Gemeinsam haben alle Teilnehmer – egal aus welchem Land und welchem Grund sie nach Deutschland kamen – die Hoffnung auf eine bessere Zukunft. Und den Willen, mehr über ihre neue Heimat zu lernen. Was ein Adventskalender und ein Adventskranz sind, wissen sie jetzt. Der Kalender wird jeden Tag abwechselnd geöffnet. Wer das selbst gebastelte Papiersäckchen an welchem Tag bekommt, entscheidet das Alphabet.
Drei Fragen an Barbara Surma, die Dozentin des Kurses
Wie geht es mit den jungen Teilnehmern nach dem Kurs weiter? Die Prüfung ist im März, der Kurs geht noch bis Anfang Mai. Für viele haben wir schon Termine bei der Jugendmigrationshilfe gemacht , das ist eine Beraterin bei der Caritas für diejenigen, die Abitur machen und studieren wollen. Bei den anderen, die auf eine Ausbildung hoffen, kümmert sich das Multikulturelle Forum darum.
Wird es wieder einen Jugend-Integrationskurs geben?

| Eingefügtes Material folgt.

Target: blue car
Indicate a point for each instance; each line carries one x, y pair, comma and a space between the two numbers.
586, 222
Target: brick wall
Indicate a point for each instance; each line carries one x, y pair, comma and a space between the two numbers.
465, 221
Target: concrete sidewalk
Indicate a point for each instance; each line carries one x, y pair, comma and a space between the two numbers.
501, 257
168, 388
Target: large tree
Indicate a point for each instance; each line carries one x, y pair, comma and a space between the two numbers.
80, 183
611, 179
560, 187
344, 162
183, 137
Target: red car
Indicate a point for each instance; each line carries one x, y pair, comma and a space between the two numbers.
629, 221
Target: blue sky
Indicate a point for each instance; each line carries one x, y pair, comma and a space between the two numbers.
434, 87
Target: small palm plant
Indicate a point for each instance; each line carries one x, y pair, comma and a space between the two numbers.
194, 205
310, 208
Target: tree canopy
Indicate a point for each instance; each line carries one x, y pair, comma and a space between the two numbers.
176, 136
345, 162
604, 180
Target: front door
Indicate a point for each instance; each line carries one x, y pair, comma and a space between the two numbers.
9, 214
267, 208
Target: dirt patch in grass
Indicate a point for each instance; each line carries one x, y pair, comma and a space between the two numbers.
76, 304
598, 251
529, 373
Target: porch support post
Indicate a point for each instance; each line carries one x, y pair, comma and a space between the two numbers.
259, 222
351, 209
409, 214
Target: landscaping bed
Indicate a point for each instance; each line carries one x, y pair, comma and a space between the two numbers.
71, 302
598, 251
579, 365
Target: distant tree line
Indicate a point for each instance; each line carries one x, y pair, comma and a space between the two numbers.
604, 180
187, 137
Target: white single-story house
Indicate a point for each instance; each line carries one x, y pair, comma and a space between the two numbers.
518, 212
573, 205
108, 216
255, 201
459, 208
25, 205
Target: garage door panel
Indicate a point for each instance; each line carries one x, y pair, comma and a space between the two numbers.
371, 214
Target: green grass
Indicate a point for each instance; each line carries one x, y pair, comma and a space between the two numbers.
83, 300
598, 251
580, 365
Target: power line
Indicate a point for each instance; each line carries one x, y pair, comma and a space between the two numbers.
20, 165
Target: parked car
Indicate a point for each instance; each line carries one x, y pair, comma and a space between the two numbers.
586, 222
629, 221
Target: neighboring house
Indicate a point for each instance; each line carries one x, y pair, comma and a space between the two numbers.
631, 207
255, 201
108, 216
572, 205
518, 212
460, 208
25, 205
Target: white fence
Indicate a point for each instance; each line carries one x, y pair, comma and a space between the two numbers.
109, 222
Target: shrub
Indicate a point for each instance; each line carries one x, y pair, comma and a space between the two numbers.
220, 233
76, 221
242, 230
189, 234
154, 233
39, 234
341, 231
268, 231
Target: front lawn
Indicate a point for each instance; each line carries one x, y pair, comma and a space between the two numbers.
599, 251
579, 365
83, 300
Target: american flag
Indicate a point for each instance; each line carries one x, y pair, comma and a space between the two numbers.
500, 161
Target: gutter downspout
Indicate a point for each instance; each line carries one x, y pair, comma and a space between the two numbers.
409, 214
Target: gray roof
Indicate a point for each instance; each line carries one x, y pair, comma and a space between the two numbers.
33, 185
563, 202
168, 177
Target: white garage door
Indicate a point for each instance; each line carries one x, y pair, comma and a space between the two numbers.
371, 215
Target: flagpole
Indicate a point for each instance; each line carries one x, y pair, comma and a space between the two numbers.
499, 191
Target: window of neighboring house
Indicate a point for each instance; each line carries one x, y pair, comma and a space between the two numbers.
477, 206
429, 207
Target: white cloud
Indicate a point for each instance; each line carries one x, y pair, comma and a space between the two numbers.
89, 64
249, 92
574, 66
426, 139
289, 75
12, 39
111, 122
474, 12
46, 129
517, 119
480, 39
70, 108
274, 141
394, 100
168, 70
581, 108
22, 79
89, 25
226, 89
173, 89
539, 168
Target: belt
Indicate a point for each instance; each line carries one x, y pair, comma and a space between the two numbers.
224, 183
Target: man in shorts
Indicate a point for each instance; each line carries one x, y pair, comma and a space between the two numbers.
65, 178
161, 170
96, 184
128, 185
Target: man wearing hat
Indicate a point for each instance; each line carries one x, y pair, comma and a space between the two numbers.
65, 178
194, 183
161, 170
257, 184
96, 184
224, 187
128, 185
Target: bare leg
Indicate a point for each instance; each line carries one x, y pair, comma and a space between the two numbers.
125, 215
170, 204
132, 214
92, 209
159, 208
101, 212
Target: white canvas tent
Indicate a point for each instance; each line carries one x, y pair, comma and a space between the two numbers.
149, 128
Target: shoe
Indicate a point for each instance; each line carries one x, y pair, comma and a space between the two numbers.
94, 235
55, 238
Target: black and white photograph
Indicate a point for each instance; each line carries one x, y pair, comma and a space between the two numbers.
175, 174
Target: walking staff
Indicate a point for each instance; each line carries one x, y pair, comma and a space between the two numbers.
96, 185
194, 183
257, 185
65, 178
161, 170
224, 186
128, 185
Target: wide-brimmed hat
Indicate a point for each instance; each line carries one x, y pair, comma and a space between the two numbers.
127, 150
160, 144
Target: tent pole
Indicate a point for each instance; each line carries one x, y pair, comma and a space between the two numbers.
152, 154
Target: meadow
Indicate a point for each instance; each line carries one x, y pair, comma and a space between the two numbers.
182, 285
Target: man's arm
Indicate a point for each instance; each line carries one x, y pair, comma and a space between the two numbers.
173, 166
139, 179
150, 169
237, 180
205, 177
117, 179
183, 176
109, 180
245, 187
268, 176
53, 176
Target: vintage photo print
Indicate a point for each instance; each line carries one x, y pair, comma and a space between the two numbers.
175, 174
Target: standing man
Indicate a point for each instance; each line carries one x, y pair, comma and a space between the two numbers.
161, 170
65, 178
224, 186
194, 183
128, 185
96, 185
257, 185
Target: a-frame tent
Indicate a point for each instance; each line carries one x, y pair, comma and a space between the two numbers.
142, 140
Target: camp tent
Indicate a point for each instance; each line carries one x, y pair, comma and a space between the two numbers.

Wenn es genügend Nachfrage gibt, soll es wieder einen Jugend-Integrationskurs geben. Zurzeit gibt es beim Multikulturellen Forum zwei davon, vier Alphabetisierungskurse und sieben Integrationskurse.
Die Nachfrage nach Kursen ist aber noch größer. Ja, das stimmt. Natürlich könnte man noch mehr Kurse anbieten, aber das größte Problem sind die fehlenden Räume. Außerdem braucht man geeignete Dozenten, die eine entsprechende Ausbildung haben. Die werden zurzeit auch noch gesucht.